I have suggested that one can think of firms as taking marketable inputs and producing non-marketable outputs. These non-marketable outputs ultimately contribute to marketable outputs. It is the non-marketable outputs that bind the firm together. If instead all outputs were marketable, then you could unbundle the firm and arrive at marketable output using market transactions among many firms.
I have also suggested that non-marketable outputs have an indeterminate value. This in turn makes the compensation paid to workers indeterminate.
Apply this to CEOs or other top executives. A CEO produces non-marketable output. The CEO’s “output” consists of key decisions with regard to strategy and personnel. It also includes intangible effects on employees, customers, and other firms.
Non-marketable output is, by definition, mostly valuable within the firm. The value of firm X’s CEO to firm X is likely to be quite a bit higher than the value of firm X’s CEO to firm Y. Thus, the CEO’s opportunity cost easily could be low relative to the value that the CEO provides. Whereas for low-level positions, it is plausible that competition serves to narrow the range of potential compensation, the same is not true at the level of CEO. It would seem that the range of indeterminacy in CEO pay ought to be especially high.
Observers on the left have argued that the rise in CEO pay in recent decades reflects changes in social norms rather than an increase in CEO productivity. Although there may be other explanations, I would think that the range of indeterminacy is sufficiently high that one should not dismiss the social-norms story out of hand.
There seems to be a missing step in your argument. As you wrote elsewhere, even when producing non-marketable output,
So, because there’s a deep market for accountants, there isn’t going to be much “wiggle room” regarding salary. So the question becomes – how deep is the market for CEOs?
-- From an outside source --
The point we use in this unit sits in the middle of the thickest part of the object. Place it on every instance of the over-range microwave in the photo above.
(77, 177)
Implicit in your argument seems to be some idea that top executives at firm X need deep and unique insight into that firm (hence why their value is so much higher than at firm Y). But it is equally plausible that being an executive is a generally transferable skill-set, rather like being an accountant. In fact, senior executives hop from company to company, often in only vaguely related fields. For instance, when Tesco wanted a new CEO, they poached a senior executive from Unilever. It’s really hard to argue that they chose Dave Lewis because of his deep knowledge of Tesco, or running a supermarket chain, or anything like that. Instead, they chose him because he was (perceived to have) demonstrated really good executive-y skills in his previous job, in terms of cutting costs and driving sales, and they thought these skills were generally applicable.
I think the real change is in this perception of the executive. It used to be the case that the senior executives of a company really did have deep knowledge of the company, having worked their way up the ranks. And this knowledge was perceived as necessary. Consequently, they had few outside options for this non-marketable output (because they couldn’t just jump to another firm), whereas the company had lots of middle-managers it could choose to promote, and so executive pay was at the bottom end of this “range of indeterminacy.” But nowadays being an executive is perceived to be a transferable skill, so the increased depth in the market has pushed pay upwards to a more determinate value.
This also explains why executive pay is lower in countries such as Japan, which still do expect executives to have worked their way up the ranks.
This sounds more plausible to me.
I just find it really hard to picture a typical penny-pinching board of directors dropping millions on a cEO not because it yields a better CEO, but because it seems like the normal thing to do. The (indirect) interaction I’ve had with boards of directors of private companies is that they are extremely motivated by the bottom line.